For an awe-inspiring view, a "must see" is 3,618-foot Steptoe Butte, where on a clear day you can see features of three states. The rolling hills of Palouse stretch as far as you can see. Thousands of years of windblown loess formed these hills that are up to one hundred feet deep in places. The butte and the surrounding hills are also a splendid area to hike, picnic, watch birds, fly remote control machines, or for the more adventuresome, hang-glide or paraglide. Catch a glimpse of resident moose, deer and elk at Kamiak Butte.
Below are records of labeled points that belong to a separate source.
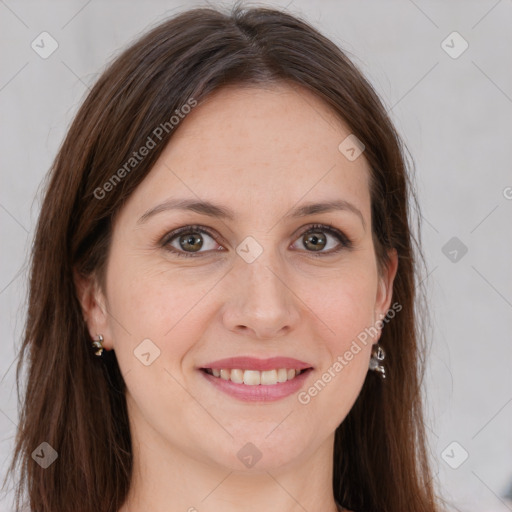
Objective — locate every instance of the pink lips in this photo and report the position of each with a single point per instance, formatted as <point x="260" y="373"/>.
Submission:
<point x="251" y="363"/>
<point x="262" y="393"/>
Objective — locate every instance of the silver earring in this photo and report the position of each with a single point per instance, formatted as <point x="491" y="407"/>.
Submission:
<point x="378" y="355"/>
<point x="98" y="345"/>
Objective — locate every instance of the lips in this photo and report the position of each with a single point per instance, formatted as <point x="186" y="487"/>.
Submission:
<point x="252" y="363"/>
<point x="252" y="379"/>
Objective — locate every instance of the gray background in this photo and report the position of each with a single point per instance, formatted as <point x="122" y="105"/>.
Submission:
<point x="455" y="115"/>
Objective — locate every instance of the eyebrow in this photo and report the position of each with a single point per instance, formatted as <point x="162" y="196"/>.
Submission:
<point x="223" y="212"/>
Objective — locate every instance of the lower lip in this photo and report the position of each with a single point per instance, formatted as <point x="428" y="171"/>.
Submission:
<point x="259" y="393"/>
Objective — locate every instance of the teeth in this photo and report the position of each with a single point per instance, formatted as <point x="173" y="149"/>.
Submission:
<point x="255" y="377"/>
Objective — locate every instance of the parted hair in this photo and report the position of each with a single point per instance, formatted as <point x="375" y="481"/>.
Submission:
<point x="76" y="402"/>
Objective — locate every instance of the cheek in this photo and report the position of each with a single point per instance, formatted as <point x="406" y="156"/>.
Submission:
<point x="345" y="303"/>
<point x="156" y="303"/>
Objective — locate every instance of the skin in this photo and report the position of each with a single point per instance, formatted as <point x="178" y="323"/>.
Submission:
<point x="260" y="152"/>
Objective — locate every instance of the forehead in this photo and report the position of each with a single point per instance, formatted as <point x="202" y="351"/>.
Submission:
<point x="272" y="145"/>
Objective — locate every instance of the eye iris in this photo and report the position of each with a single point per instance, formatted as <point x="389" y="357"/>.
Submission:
<point x="187" y="242"/>
<point x="319" y="242"/>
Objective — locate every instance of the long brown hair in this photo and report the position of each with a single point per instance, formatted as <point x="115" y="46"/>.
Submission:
<point x="74" y="401"/>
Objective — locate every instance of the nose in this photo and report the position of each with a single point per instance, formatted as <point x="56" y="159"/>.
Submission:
<point x="261" y="302"/>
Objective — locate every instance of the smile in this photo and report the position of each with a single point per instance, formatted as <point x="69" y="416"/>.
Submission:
<point x="255" y="377"/>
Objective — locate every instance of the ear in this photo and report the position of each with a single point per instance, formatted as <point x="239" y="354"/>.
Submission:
<point x="385" y="286"/>
<point x="93" y="304"/>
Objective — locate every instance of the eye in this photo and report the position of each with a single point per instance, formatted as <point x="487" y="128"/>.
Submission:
<point x="316" y="238"/>
<point x="188" y="240"/>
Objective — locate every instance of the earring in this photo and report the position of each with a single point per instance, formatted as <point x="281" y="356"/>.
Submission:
<point x="98" y="345"/>
<point x="378" y="355"/>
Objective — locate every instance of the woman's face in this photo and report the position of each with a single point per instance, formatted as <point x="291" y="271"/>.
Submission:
<point x="252" y="279"/>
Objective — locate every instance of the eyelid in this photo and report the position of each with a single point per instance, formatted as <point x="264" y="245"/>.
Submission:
<point x="344" y="241"/>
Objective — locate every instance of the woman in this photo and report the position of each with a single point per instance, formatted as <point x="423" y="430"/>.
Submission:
<point x="221" y="311"/>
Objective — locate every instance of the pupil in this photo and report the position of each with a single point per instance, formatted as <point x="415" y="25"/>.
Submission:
<point x="318" y="242"/>
<point x="189" y="241"/>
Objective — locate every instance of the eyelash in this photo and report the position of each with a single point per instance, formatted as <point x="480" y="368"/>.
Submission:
<point x="345" y="242"/>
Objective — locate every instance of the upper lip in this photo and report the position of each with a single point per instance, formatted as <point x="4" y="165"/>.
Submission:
<point x="252" y="363"/>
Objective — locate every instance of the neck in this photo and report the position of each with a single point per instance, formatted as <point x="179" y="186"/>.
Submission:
<point x="166" y="479"/>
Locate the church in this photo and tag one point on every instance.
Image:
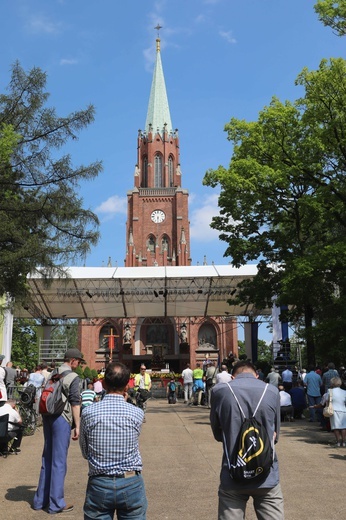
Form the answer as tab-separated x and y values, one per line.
157	234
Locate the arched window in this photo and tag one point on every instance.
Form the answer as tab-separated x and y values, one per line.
151	243
158	177
207	335
170	170
104	336
145	172
165	244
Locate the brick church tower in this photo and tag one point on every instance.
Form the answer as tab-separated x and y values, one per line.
157	230
157	234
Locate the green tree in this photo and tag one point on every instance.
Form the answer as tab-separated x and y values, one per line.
43	222
24	344
282	201
332	14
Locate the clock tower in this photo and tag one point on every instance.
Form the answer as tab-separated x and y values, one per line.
157	228
157	234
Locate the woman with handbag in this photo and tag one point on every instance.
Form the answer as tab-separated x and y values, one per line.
335	406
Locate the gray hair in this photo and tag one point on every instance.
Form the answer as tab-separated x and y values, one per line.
335	382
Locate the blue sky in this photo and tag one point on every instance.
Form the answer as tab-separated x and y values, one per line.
221	59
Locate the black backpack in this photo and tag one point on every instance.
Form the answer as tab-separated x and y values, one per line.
253	454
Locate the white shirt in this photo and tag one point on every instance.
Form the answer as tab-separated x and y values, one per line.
2	385
187	375
13	415
223	377
285	398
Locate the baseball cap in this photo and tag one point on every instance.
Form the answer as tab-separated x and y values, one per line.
74	353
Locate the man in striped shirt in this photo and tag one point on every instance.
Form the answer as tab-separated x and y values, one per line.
109	440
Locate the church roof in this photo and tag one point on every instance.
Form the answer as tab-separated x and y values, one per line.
158	110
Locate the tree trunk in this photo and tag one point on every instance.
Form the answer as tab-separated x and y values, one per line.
310	342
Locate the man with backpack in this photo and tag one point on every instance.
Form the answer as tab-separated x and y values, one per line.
57	433
247	401
171	391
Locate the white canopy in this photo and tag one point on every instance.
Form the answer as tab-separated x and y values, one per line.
95	292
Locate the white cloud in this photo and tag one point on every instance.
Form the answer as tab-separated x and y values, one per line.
41	24
110	207
67	61
228	36
201	218
200	18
Kamiak Butte, Steptoe Butte, and the other area buttes were formed about 25 million years ago by basalt lava flows that covered all but the highest peaks.
The Channeled Scablands are another intriguing feature of the area for the curious traveler. They were created 13,000 years ago when Lake Missoula sustained catastrophic flooding. The Palouse River flows along the main flood channel and cuts through the heart of the scablands and most of the region. Before you leave this area, stop in Lacrosse which is home to six stone houses built in the mid-1930s. Continue a little farther west and just off the byway to visit Palouse Falls State Park, where you will see breathtaking falls cascading 198 feet into a rock canyon.
Nature may have rearranged the landscape but it was man who submerged a town. Dams built along the Snake River wiped out the town of Almota. This was not the only community lost to time, as this area was once home to the Nez Pierce Indians.
Once you have discovered the magic of the Palouse, you will come back again and again to enjoy the magnificent landscape and the friendly folks along the Palouse Scenic Byway.